Cargos em Loja no REAA: Guia Completo com Funções, Jóias e Simbolismo

Uma Loja Maçônica no Rito Escocês Antigo e Aceito (REAA) é muito mais do que uma reunião de homens de boa vontade. É uma organização cuidadosamente estruturada, onde cada cargo possui função específica, jóia distintiva, posição determinada no Templo e significado simbólico próprio. Compreender essa estrutura é fundamental para que cada Maçom entenda seu papel no conjunto da Oficina e valorize a sabedoria contida na organização da Loja.

Neste artigo, apresentamos um guia completo dos cargos em Loja no REAA, da presidência ao cargo mais silencioso, passando por cada um dos oficiais que tornam possível o trabalho maçônico.

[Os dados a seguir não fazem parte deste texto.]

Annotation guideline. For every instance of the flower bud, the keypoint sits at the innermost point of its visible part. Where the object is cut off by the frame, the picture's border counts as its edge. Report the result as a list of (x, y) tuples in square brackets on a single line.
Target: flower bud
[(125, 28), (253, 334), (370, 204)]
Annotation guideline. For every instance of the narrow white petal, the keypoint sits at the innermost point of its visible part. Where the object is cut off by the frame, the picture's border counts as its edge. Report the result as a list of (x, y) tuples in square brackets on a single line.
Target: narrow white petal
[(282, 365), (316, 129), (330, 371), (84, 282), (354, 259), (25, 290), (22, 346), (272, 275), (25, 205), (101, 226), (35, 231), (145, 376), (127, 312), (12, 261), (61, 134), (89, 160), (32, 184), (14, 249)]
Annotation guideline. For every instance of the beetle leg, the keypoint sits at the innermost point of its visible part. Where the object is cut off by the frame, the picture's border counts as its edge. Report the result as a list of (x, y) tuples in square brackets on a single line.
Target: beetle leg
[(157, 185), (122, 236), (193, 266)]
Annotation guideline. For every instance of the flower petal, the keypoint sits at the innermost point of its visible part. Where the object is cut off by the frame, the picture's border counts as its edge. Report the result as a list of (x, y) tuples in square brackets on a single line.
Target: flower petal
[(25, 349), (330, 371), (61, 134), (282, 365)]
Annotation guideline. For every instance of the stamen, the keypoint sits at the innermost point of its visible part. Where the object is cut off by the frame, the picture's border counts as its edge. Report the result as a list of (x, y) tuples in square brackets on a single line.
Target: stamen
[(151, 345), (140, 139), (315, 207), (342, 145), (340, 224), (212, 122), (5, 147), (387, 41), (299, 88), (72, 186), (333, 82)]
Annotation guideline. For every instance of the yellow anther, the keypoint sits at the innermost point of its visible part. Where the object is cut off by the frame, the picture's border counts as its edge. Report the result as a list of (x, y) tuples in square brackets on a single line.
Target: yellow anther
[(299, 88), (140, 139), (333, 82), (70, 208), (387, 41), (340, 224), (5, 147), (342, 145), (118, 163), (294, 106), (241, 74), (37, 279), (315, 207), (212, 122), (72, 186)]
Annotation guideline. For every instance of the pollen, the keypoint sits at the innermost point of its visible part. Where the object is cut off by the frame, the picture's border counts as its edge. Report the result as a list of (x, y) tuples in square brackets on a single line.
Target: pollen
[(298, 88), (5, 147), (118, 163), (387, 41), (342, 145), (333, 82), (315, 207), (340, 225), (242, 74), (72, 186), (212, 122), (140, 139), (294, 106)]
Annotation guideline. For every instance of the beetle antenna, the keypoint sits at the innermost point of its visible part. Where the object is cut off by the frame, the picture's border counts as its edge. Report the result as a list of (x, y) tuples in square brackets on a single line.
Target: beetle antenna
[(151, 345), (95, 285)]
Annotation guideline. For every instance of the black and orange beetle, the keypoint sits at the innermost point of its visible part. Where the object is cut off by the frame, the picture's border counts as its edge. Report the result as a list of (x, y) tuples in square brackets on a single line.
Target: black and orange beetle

Venerável Mestre (VM): A Sabedoria que Preside

O Venerável Mestre é o cargo mais elevado da Loja. Sua jóia distintiva é o Esquadro — símbolo da retidão e da justiça —, indicando que o VM deve ser o Maçom mais reto e mais justo da Oficina que preside. A coluneta em seu altar é a Jônica, que simboliza a Sabedoria — evocando a estátua de Minerva dos romanos ou Palas Atena dos gregos.

Suas responsabilidades são vastas: dirigir a Loja com equilíbrio, serenidade e senso de justiça; nomear membros da administração e comissões; iniciar e conferir Graus; presidir eleições e escrutínios; despachar o expediente com a Secretaria; autorizar despesas; e apresentar relatórios de sua gestão.

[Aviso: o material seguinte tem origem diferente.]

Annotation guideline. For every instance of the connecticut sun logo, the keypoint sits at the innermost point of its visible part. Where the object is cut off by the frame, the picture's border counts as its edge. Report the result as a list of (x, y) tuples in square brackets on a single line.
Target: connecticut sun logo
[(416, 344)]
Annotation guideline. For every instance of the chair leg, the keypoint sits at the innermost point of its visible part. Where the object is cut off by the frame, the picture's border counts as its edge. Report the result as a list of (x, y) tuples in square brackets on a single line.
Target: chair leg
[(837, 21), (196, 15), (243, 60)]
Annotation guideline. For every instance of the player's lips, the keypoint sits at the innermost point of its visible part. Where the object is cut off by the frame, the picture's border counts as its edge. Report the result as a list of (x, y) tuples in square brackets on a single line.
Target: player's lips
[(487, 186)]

Mais do que administrador, o VM é o símbolo vivo da Loja. Como costuma dizer a tradição: “Pelo Venerável se conhece a Loja”. Sua presença, sua condução e seu caráter determinam, em grande medida, a atmosfera de trabalho, a harmonia entre os irmãos e o sucesso ou fracasso da Oficina.

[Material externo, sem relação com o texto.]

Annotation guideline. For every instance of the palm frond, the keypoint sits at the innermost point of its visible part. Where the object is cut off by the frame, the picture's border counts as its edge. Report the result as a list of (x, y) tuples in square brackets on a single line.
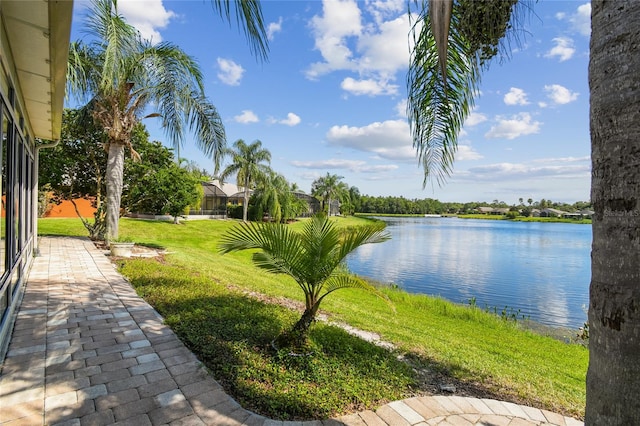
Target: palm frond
[(436, 107), (115, 38), (280, 247), (343, 279), (204, 120), (249, 17)]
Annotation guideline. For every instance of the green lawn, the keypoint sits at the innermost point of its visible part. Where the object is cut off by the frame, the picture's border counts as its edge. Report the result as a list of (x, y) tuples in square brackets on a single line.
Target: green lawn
[(227, 311)]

Primeiro Vigilante: A Força que Sustenta

A jóia do Primeiro Vigilante é o Nível — símbolo da igualdade social, base do Direito Natural. Seu altar recebe a Coluna Dórica, que simboliza a Força, representada pela estátua de Hércules.

O Primeiro Vigilante substitui o Venerável Mestre em seus impedimentos, dirige a Coluna do Norte, transmite as ordens do Venerável aos obreiros e ao Segundo Vigilante. É ainda sua função solicitar ao VM a palavra para os irmãos de sua Coluna e pedir aumento de salário — ou seja, elevação de grau — para os Aprendizes.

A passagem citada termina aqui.